Graham warned that Iran could do "damage" to the U.S. if armed conflict arose - and that he thinks Israel lacks the capability to end Iran's nuclear program on its own. The senator, known as a national-security hawk, pushed for maintaining military force for several reasons.
"I don't want to go to war with China, and I don't expect we will, but it's always good to know that you could and win," Graham said. "I hope military force is not necessary to stop the Iranian regime marching toward a nuclear capability, but I do know this: that if force is to be used, our capabilities need to be such that it would be decisive.
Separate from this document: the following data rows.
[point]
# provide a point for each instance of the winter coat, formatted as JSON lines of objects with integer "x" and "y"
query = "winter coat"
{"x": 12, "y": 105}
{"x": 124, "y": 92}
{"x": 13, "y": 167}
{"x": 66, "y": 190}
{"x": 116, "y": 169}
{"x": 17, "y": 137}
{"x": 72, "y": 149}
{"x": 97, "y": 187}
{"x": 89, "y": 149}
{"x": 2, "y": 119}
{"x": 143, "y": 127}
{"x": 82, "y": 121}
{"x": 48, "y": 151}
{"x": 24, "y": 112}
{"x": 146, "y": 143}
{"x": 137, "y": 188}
My biggest fear about an Israeli attack on Iran is that they don't have the capabilities, in my view, to bring the program to a complete end."
At other points in his remarks, delivered at a luncheon hosted by The Weekly Standard and Concerned Veterans for America, Graham seemed willing to accept some defense cuts without any resolution to his concerns about Iran and Syria.
"You could also make the argument that we're going to be Greece, as a nation, if we don't get our fiscal house in order," Graham said. "I would entertain going past $487 billion, but the one concept I will not entertain is having a military that doesn't make us an exceptional nation. We cannot afford that."
Graham said the U.S. military could do "more with less" but made his opinion on sequestration clear: "I"m gonna do is say no to sequestration with all the force of my being, cause it is a dumb way to reduce defense spending."